Hamilelikte mide ekşimesi daha çok geceleri kendini hissettirir. Bu neden geceleri uyumadan en az 3 saat önce yeme içme alışkanlıkları sonlandırılmalıdır. Çünkü gece midede oluşabilecek bir yanma hissi kalitesiz bir uykuya neden olur. Bu da doğal olarak bebeğe olumsuz bir şekilde yansır. Kaliteli bir uyku için yastığınızın sol yanına yatmaya çalışılmalı ve yastık yüksekliği iyi ayarlanmalıdır.
Sakız çiğnemek, tükürük bezlerini etkileyerek ağızda daha fazla tükürük salgısı üretilmesini sağlar. Böylelikle olası mide asidi şikayetlerinin önüne geçilmiş olur. Ancak naneli veya şekerli sakızdan uzak durulması gerekiyor. Çünkü aromalı sakızlar mide ekşimesini problemini geçirmekten ziyade daha fazla şiddetlenmesine neden olur.
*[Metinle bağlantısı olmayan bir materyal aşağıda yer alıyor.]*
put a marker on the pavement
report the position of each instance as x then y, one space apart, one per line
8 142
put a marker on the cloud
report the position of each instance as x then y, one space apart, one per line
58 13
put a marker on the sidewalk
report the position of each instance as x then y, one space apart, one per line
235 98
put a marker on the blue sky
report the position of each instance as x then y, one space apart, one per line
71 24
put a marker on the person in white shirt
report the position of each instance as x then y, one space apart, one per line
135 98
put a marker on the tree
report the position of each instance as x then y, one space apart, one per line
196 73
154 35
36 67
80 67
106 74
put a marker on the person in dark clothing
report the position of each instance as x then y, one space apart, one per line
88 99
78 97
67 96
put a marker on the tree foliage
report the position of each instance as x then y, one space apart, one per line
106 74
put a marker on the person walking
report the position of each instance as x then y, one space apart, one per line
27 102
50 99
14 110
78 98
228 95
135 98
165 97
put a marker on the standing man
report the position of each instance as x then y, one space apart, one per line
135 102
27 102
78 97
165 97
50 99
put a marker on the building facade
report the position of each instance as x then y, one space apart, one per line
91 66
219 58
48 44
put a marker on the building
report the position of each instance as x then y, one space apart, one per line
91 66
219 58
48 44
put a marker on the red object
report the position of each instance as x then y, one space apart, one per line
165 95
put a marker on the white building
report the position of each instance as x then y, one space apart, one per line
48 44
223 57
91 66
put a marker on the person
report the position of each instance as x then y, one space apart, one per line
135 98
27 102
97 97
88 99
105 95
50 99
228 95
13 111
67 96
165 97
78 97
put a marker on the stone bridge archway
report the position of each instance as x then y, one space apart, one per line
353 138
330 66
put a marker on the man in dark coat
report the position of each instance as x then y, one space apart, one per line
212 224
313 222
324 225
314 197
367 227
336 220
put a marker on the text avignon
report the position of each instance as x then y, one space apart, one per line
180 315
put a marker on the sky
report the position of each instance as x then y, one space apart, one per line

Aşırı düzeyde ekşime şikayetleri için doktorun önerisi doğrultusunda bazı ilaçlar kullanılabilir. Ancak ilaçlar kesinlikle doktor onayıyla kullanılmalıdır. Doktor anne adayının yaşı, ekşimenin şiddeti, hamileliğin dönemi konularını göz önünde bulundurarak hem anne adayının hem de bebeğin sağlığı için en doğru ilaç tedavisini başlatacaktır. Bu konuda kalsiyum, magnezyum oksit ve karbonat içeren preparatlar en sık tercih edilen ilaç seçeneklerine örnektir. İlaç tedavisi her ne kadar ekşime şikayetlerine karşı faydalı olsa da fazla dozda alındığında gebeliğin güvenliği açısından risk teşkil eder.